I complained about Chris to her that day. We sat in her sunroom, drinking strong coffee and she said, “Anne, my dear, Chris was a spoiled baby, a spoiled child, a spoiled teenager and a spoiled man. He is the reason Matt and I kept going after Mr. Archer died. We raised him together and gave him everything he wanted. He grew up feeling very entitled. He grew up thinking he didn’t have to work for anything. You, my dear, have made remarkable strides with him. A couple more years and he will be a human being.” She reached across the coffee table and gave my hand a pat. “I have watched the two of you grow up together. You were so young when you married him. In many ways, Chris was very young, too, even though he is ten years older than you. Try to be patient with him.”
“Patient, you say? He is seeing a woman he works with.” I blurted out the issue between us. I meant to keep it quiet, feeling somehow that I failed him. If I was a better wife, he wouldn’t need the company of another woman, right?
The woman who spoiled him terribly gave me a sad smile. “He is not perfect, Anne. Christian Matthew Archer Junior is as flawed as his father.” She took a dainty swallow of her coffee that she served to us using her Royal Doulton’s Old Country Roses coffee set. “I think the two of you need to spend some time together. You have a daughter who became your sole focus when Trip died and now she is nearly ready for college. That’s just a couple of years away. You and Chris both forgot to love each other because you both hurt so badly over the death of your son. Things will be alright. You’ll see.” The cup rattled on the saucer when she set it down, possibly the first sign of frailty. A sign I missed at the time, so wrapped up in my own hurt and anger.
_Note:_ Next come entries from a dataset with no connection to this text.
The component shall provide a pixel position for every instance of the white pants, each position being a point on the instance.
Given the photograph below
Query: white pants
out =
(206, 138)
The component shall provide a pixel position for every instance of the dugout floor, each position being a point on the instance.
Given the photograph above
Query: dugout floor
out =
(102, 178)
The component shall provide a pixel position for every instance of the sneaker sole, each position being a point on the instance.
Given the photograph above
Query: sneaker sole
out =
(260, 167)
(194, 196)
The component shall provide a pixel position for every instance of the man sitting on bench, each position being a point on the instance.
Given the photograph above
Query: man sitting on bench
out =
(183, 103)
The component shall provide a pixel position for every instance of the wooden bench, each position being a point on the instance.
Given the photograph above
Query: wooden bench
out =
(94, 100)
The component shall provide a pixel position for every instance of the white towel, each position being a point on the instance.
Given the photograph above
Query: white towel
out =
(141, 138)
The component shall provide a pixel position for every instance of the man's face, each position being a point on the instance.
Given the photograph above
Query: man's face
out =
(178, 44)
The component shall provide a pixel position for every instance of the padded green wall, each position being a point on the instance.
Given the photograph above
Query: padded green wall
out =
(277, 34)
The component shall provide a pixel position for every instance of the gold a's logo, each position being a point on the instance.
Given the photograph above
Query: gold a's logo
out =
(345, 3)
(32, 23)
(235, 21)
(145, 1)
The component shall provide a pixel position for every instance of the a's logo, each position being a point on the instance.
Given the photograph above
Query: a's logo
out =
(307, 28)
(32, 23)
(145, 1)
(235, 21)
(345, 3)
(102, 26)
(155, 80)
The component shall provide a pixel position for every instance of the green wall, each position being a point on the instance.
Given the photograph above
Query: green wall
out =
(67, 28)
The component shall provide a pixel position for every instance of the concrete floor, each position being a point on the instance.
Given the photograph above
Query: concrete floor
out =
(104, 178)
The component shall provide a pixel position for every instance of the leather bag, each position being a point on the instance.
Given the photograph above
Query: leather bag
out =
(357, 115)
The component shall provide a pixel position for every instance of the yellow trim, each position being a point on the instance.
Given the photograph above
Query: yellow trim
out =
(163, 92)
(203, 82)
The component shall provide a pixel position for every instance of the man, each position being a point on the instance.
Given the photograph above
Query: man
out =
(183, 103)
That day Lillian gave me a handkerchief so I could wipe away tears. We spoke of only pleasant things after my grand confession. We walked in her garden and she told me how she cares for her roses. She showed me the new birdhouse she built from scrap lumber and her well-used power tools. She pulled some offending weeds away from her roses then made me promise to see her the next week.
I kept my promise by sitting by her side in the hospital room. Lillian, the glue that kept my little family together, slipped away from me while I held tightly onto her hand, never opening her eyes.
The monitor beeped loudly and a nurse entered the room. She checked Lillian’s vital signs, turned off the monitor, then told me the doctor was on his way.
A man who didn’t look old enough to drive entered the room, checked Lillian’s vitals and then announced she had passed. He squeezed my shoulder and said, “You can spend some time with her.” He walked out of the room just as Chris walked back in.
Chris watched me for a moment, then drew his own conclusion. “I was outside smoking when she died. Smoking. A thing she hated because it killed my father.”
“Don’t beat yourself up, Chris. There’s no way you could have know she would die right then.”
Chris looked down at his mother, said, “You’ll have to take care of this. I just can’t,” and he left the room. He left me alone to deal with her remains. He left me alone to face the hurt on my own. Just like always.